La surfaceuse, mue à l’électricité et entièrement autonome, pourra faire son travail sans opérateur.

Alain Phaneuf et Pierre Beaudet n’aiment pas le mot surfaceuse, d’ailleurs, qui décrit mal le travail en profondeur de leur engin, qui « régénère » la glace en comblant ses microfissures plutôt que simplement la lisser en surface, à l’aide d’un procédé qui demeure secret.

Oui, mais les buts ?

Lorsque MM. Phaneuf et Beaudet ont présenté leur concept de surfaceuse autonome en 2018 à l’Union des municipalités du Québec et à l’Association québécoise des arénas et des installations récréatives et sportives (AQAIRS), la question de la mobilité des buts a été soulevée.

« Des grands joueurs de l’industrie comme la Ville de Montréal nous ont dit qu’ils avaient de réels enjeux de santé et sécurité au travail », souligne Alain Phaneuf.

Son entreprise s’est alors consacrée à la mise au point d’un but de hockey motorisé.

Pour l’instant, le prototype se commande avec une manette de jeu vidéo, mais l’objectif est de le rendre parfaitement autonome lui aussi.

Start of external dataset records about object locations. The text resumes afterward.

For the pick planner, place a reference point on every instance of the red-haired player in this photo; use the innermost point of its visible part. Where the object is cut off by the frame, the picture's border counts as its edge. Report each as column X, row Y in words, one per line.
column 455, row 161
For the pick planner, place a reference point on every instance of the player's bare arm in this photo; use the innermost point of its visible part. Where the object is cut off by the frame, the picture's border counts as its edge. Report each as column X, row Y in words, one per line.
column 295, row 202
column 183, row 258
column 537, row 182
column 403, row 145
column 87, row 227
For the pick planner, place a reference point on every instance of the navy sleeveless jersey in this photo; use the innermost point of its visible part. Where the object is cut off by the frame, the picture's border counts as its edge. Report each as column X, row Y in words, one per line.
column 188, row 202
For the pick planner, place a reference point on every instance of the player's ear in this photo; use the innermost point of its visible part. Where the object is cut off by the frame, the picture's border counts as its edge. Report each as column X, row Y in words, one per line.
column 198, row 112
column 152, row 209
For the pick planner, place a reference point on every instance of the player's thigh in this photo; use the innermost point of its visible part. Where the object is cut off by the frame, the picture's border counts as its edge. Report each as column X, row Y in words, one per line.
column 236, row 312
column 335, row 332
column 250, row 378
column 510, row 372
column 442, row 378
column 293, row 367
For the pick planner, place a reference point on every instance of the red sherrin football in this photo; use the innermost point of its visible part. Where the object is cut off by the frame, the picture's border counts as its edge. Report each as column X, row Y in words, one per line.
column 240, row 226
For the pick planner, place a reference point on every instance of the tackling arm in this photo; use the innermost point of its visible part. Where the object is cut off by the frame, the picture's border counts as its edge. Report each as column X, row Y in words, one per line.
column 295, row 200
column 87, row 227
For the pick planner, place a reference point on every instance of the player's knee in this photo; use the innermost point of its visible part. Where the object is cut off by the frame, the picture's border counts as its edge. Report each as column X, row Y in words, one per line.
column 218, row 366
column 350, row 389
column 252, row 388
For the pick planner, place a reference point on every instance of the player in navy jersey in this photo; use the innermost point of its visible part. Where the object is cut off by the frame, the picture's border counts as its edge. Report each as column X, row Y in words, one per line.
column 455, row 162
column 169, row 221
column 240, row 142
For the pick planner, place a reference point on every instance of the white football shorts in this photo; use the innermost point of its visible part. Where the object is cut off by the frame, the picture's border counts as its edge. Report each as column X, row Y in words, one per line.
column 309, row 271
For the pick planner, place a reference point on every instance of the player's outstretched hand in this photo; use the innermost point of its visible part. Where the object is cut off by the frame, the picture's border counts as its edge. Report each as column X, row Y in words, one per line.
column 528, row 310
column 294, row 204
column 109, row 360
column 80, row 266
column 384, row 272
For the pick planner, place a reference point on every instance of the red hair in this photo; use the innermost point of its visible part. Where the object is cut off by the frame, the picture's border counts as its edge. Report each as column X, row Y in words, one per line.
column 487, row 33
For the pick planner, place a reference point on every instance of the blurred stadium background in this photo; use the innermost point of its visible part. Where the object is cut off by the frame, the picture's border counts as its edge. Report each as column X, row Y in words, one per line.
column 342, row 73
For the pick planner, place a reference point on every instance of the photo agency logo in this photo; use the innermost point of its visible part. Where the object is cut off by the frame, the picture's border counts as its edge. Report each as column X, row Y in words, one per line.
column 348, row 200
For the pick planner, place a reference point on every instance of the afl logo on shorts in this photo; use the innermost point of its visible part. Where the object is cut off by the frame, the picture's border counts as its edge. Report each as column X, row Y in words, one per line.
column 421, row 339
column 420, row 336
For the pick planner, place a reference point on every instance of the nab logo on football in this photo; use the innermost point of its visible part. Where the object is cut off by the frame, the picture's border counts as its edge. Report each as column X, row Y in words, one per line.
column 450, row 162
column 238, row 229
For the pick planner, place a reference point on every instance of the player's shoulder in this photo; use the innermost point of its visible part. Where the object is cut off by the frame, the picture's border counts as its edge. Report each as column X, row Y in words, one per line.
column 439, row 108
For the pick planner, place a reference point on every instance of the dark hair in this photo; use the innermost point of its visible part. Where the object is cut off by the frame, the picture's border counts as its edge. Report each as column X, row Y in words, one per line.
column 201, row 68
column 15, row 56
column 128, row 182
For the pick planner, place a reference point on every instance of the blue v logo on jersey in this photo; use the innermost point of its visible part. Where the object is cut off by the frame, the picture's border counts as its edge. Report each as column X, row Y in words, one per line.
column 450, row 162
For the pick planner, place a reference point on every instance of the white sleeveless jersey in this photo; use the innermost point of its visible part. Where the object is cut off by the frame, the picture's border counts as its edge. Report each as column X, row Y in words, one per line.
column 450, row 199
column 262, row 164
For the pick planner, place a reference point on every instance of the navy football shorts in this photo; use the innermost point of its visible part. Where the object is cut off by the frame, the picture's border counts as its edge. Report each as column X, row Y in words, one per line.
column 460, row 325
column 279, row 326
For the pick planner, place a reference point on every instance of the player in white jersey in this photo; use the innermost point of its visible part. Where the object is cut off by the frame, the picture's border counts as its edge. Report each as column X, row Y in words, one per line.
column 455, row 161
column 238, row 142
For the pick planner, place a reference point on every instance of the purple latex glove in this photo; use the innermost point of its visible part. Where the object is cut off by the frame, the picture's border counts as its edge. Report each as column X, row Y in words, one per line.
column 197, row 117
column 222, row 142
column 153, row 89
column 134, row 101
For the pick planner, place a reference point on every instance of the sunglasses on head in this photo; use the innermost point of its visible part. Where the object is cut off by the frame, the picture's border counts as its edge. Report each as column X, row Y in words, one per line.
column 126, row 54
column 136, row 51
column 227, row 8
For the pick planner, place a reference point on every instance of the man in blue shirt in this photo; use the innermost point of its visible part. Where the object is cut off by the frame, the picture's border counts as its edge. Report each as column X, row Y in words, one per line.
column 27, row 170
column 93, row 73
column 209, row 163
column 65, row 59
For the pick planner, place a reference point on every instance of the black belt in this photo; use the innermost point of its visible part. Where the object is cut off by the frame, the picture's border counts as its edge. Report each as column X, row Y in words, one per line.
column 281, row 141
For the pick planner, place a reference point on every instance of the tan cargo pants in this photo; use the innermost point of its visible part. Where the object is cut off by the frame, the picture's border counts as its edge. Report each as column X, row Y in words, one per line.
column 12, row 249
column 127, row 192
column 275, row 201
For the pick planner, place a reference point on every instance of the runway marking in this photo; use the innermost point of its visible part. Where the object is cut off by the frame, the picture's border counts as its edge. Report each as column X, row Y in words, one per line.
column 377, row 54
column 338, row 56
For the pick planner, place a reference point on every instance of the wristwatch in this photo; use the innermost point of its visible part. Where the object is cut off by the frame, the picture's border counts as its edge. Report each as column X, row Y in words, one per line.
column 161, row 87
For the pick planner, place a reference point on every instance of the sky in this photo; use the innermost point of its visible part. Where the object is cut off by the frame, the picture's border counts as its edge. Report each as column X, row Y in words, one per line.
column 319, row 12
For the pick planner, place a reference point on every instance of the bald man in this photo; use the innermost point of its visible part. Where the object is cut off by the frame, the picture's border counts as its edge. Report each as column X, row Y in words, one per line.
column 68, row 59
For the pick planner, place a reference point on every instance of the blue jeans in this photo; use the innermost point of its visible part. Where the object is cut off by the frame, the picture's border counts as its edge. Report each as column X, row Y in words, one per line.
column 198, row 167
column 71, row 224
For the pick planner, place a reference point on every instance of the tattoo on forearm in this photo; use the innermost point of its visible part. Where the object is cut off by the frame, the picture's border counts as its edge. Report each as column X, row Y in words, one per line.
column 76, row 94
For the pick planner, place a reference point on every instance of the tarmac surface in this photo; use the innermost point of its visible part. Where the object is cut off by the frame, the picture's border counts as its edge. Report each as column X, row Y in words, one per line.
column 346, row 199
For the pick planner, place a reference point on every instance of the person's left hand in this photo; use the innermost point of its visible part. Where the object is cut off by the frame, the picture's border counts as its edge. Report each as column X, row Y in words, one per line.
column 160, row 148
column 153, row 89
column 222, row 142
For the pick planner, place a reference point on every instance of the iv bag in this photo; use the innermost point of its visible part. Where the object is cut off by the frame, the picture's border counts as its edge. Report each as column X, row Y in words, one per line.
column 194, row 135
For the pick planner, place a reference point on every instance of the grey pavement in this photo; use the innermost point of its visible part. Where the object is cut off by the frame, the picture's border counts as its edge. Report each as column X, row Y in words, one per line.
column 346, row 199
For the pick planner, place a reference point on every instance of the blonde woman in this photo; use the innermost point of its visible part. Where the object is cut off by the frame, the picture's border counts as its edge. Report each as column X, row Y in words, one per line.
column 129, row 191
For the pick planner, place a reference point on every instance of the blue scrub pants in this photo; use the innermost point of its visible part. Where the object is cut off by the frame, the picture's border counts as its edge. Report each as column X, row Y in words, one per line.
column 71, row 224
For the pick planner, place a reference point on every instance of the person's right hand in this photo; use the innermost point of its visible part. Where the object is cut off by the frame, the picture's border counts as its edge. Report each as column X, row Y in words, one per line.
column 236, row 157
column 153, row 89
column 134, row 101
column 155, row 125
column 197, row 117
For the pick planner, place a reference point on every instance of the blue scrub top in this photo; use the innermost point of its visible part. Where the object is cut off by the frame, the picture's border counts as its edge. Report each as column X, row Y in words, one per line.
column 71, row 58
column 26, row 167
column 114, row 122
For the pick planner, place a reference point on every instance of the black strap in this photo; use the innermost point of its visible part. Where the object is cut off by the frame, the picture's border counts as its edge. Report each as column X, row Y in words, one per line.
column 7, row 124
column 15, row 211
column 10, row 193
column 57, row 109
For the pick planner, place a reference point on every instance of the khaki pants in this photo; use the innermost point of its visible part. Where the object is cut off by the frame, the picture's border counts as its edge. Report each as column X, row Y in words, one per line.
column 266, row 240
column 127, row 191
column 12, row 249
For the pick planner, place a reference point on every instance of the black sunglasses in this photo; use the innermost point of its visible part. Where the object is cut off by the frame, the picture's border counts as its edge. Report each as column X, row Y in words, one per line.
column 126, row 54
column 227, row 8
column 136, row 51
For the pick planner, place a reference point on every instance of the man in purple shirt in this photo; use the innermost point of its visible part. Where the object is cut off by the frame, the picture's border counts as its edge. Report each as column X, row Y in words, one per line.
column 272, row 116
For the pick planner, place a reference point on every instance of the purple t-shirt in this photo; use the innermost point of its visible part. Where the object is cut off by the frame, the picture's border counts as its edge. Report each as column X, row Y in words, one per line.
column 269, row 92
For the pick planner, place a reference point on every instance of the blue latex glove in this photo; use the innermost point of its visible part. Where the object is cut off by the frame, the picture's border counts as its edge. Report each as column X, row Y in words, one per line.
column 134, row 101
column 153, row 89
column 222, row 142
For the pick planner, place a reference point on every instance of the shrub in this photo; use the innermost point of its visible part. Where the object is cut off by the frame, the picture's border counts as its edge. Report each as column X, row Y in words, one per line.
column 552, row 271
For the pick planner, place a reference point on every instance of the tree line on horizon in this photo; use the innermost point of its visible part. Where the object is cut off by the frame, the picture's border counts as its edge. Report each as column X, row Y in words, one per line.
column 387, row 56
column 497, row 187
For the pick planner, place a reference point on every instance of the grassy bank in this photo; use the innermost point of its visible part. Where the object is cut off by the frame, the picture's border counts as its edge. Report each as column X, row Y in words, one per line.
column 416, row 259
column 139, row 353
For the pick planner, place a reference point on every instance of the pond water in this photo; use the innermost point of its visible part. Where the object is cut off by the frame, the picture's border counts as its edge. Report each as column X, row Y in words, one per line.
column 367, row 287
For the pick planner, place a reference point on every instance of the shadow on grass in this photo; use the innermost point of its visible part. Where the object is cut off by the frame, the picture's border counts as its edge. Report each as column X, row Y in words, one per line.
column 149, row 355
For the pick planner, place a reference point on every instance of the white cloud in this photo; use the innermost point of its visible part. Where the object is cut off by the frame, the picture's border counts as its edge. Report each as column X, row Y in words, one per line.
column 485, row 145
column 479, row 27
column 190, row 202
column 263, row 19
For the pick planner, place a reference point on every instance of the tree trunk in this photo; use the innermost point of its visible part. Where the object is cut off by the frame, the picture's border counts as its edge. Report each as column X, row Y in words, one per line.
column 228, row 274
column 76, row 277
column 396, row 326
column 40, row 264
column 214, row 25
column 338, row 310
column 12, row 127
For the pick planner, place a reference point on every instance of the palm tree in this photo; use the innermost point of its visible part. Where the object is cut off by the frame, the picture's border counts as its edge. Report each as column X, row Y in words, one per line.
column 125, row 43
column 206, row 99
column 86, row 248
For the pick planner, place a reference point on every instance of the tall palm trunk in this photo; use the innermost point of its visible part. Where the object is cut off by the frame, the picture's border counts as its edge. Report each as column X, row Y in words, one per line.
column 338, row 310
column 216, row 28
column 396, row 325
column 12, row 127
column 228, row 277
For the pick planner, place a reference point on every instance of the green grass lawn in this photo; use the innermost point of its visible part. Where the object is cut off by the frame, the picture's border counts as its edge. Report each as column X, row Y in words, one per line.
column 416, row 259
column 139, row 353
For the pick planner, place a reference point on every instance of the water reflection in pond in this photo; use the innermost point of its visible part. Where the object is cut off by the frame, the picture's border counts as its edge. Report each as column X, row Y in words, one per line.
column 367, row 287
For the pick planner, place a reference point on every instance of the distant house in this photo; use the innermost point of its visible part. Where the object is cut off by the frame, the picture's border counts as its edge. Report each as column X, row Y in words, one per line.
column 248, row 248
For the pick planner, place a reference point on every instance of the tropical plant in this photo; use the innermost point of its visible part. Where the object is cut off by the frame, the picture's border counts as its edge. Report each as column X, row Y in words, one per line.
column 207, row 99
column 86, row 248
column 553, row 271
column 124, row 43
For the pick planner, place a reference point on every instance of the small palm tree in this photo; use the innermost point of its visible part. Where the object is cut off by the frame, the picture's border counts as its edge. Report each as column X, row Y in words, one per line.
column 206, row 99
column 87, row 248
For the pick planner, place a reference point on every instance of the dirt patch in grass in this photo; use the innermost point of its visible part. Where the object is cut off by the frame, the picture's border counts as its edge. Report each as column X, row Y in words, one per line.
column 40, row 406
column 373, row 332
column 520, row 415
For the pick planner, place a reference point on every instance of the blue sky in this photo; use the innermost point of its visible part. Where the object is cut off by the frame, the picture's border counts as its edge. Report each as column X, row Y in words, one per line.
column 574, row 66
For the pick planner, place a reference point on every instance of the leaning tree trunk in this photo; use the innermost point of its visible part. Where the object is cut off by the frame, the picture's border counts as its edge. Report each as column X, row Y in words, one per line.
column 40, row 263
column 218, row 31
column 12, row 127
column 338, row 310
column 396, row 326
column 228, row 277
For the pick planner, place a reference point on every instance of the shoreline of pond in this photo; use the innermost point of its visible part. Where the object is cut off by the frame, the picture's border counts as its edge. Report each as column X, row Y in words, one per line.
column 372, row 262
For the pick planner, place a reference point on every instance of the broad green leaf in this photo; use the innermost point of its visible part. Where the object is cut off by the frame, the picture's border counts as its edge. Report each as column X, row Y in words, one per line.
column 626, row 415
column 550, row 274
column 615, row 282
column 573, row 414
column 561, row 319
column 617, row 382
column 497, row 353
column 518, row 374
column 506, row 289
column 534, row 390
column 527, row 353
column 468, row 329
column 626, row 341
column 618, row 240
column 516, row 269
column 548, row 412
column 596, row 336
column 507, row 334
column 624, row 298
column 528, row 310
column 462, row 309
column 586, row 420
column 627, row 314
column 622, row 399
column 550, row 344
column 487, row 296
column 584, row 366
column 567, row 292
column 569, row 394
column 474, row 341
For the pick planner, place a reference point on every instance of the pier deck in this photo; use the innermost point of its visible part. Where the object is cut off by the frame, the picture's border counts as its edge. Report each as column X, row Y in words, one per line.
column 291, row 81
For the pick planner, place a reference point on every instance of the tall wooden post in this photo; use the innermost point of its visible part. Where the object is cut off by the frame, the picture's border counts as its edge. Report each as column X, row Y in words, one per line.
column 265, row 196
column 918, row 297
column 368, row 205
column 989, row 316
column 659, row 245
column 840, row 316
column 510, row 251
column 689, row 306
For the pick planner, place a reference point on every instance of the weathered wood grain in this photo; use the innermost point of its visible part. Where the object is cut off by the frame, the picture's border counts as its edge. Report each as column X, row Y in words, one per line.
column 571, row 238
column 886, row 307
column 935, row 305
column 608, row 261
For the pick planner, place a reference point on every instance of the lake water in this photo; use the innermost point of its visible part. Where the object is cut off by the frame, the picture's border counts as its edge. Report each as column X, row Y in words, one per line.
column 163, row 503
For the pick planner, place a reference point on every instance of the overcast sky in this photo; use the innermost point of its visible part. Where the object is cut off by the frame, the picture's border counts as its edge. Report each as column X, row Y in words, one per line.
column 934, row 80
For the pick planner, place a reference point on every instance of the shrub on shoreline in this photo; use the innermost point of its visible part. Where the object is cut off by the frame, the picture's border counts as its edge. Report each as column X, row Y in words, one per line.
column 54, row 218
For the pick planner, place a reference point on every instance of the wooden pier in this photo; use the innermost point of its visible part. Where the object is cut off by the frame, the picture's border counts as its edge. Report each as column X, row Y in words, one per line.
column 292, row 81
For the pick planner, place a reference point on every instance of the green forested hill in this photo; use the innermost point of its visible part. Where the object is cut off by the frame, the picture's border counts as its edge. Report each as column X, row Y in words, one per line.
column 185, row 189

« Notre client principal, la Ville de Montréal, en veut 40 paires, mais conditionnellement à ce que la démonstration en milieu réel se passe selon les objectifs fixés », indique l’entrepreneur.

Pour son but et sa surfaceuse, il vise le tour du chapeau : la LNH, les Jeux olympiques de 2026 et le marché international.

La surfaceuse de Phaneuf

• Il faut 450 litres d’eau potable chaque fois qu’une surfaceuse traditionnelle refait la glace. Plutôt que jeter la neige recueillie en surface, la surfaceuse Phaneuf la fait fondre, la filtre et la traite aux ultraviolets pour la réutiliser au passage suivant.

• Munie de quatre roues directionnelles, la surfaceuse circulera dans le sens longitudinal habituel pour se rendre sur la patinoire, mais elle travaillera la glace en se déplaçant transversalement – comme une brosse –, pour limiter les passages.

• La carrosserie sera flanquée d’un écran à DEL de 6 pi sur 12 pi, sur lequel de la publicité pourra être affichée.

• L’entreprise collabore avec les centres collégiaux de transfert de technologie Solutions Novika, pour les dispositifs électroniques et mécaniques, et l’Institut du véhicule innovant de Saint-Jérôme, pour le véhicule lui-même.

• Le design est l’œuvre d’A3D Innovation. En production, la surfaceuse Phaneuf sera assemblée chez Madvac/Exprolink.

• Un prototype sera testé à Sainte-Julie au cours de l’été 2020, puis entreprendra une période d’essai de six mois à Plessisville dès l’automne suivant.